Lost in Translation (2003)
- escine
- 24 abr 2020
- 3 Min. de lectura
Una historia de amor, tierna como pocas. Una nueva perspectiva sobre el asombro y la fascinación hacia lo nuevo. Una descripción visual de qué es sentirse perdido. Sin embargo, también el retrato del encuentro de la cultura occidental y oriental, y en descubrir cuán cerca y cuán lejos estamos… todo ello es el clásico de cinéfilos, Lost in Translation.

Quería ver esta famosa película, dirigida por Sofía Coppola, desde hace rato, porque me interesaba toda la mística que la rodea ante los amantes del cine, pero también porque, como persona que trabaja todos los días con el lenguaje, me intrigaba el título. Creo que este no se explora más que de forma sensorial, porque vemos a Bob y Charlotte, cada quien en su experiencia individual, enfrentados a Tokio, un lugar en el que no tienen idea qué significa nada, ni aun las expresiones y los gestos, radicalmente diferentes a los occidentales.

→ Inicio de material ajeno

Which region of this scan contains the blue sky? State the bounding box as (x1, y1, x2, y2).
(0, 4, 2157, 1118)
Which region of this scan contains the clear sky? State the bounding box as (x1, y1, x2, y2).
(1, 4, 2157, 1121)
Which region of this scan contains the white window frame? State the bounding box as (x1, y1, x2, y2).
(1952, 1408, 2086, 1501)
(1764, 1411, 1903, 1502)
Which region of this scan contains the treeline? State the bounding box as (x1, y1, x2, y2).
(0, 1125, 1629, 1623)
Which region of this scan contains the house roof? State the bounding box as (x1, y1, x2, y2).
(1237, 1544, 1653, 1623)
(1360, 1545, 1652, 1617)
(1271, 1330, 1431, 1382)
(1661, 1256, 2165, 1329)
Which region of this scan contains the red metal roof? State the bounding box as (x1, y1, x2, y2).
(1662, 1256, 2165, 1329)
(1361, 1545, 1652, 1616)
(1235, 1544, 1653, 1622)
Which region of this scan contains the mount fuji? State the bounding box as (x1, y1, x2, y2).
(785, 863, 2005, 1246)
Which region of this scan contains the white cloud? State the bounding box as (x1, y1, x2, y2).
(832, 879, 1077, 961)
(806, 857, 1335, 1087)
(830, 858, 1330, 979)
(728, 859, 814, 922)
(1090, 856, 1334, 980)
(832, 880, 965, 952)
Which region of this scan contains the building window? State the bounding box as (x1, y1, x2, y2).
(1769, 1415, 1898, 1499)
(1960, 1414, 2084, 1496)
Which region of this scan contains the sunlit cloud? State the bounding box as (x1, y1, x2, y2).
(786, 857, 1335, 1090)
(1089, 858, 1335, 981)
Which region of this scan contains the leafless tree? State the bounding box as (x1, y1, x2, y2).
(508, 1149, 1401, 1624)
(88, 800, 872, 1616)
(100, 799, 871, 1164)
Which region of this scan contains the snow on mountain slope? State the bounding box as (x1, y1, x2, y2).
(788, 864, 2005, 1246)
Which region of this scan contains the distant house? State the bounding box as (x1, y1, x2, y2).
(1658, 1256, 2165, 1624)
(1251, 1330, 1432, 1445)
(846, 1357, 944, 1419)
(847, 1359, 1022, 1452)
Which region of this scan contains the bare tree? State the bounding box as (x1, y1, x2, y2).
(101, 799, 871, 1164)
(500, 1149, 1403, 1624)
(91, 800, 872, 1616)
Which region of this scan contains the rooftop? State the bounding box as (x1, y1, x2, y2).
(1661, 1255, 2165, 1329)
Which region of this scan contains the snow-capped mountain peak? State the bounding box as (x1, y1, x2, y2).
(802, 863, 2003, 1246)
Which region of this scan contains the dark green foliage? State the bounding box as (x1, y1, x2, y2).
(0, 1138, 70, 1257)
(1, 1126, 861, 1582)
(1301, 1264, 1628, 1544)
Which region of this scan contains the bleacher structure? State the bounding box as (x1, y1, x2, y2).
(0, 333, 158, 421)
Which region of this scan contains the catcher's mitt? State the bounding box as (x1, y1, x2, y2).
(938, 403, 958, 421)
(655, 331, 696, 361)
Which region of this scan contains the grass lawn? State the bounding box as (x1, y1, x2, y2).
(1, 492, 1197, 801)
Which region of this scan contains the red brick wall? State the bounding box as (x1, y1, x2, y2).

Y es, en este sentirse abrumados y perdidos en su entorno, que se encuentran uno al otro, como alguien a quien entienden y los entiende.
Ambos, tanto él, un actor famoso de mediana edad, como ella, una mujer recién graduada de Filosofía y recién casada también, se encuentran perdidos en otro sentido: no entienden qué hacer con su vida. Él preferiría volver a filmar películas de acción y entender su rol en su matrimonio y familia, y ella quisiera saber qué sigue después de la universidad, qué puede esperar de su esposo y su vida juntos. Quizá esta es otra forma de “lost in translation”: perderse en la traducción, ese proceso que le da significado a algo, en este caso, a la existencia.
Pienso que los protagonistas también se descubren asimismo como individuos. Porque Bob está harto de la atención que se le da en Japón como figura legendaria, y Charlotte lo está de ser invisible para su esposo y todos. Entre sí, se ven como personas, dignas de atención y cuidado. Sin embargo, si uno está acostumbrado a las películas superficiales de romance (en serio, perdónenme la vida) se pierde mucho del simbolismo cinematográfico del filme, porque espera una consumación apasionada de su romance o diálogos más significativos (aunque fue por el guion que ganó el Óscar y Globo de Oro), siquiera como un “te amo”. Probablemente, lo más significativo que ambos se dicen, además de las miradas, es en susurros que no estaban pensados para que nosotros los oyéramos. Propongo que debe ser un filme que debe disfrutarse por lo que es, sin proyectar nuestras expectativas o estereotipos de cómo se ve el amor. Y probablemente así deberíamos acercarnos al amor en la vida real también.
Finalmente, en un plano más sociológico-intelectual, me llama la atención cómo el filme demuestra el choque cultural. No suelo ver muchas películas ambientadas en Asia porque, en general, como los personajes, también me resisto a no entender qué está pasando. O a la sensación de lo exótico inescrutable. Pero creo que esta retrata bien la sensación de asombro ante lo desconocido, la fascinación por lo nuevo, especialmente en cómo son tomadas las escenas y cómo logramos ver a través de la mirada de Charlotte y de Bob. Un punto a discutir sería también la obsesión que demuestran los japoneses por la occidentalidad, desde cómo funciona y está decorado el hotel, como con la admiración inmediata que suscita Bob entre las personas de la calle, que explica por qué una marca de licor estuvo dispuesta a pagarle tanto dinero porque les hiciera un anuncio. Y es maravilloso porque es una idea extraña de la occidentalidad, que se ve en la escena de la sesión de fotos, en la que le solicitan a Bob un estereotipo que ya no era válido para él ni para los norteamericanos entonces.
Así, creo que Lost in Translation sí es maravillosa, porque es 1) de esos filmes que tienen su propio lenguaje a desentrañar y porque 2) es una producción artística que permite analizar muchas aristas y capas de la realidad. Aún no discierno si vale todo el hype que se le ha dado, pero me parece una pieza digna de apreciarse y descubrirse aun 17 años después y en el futuro.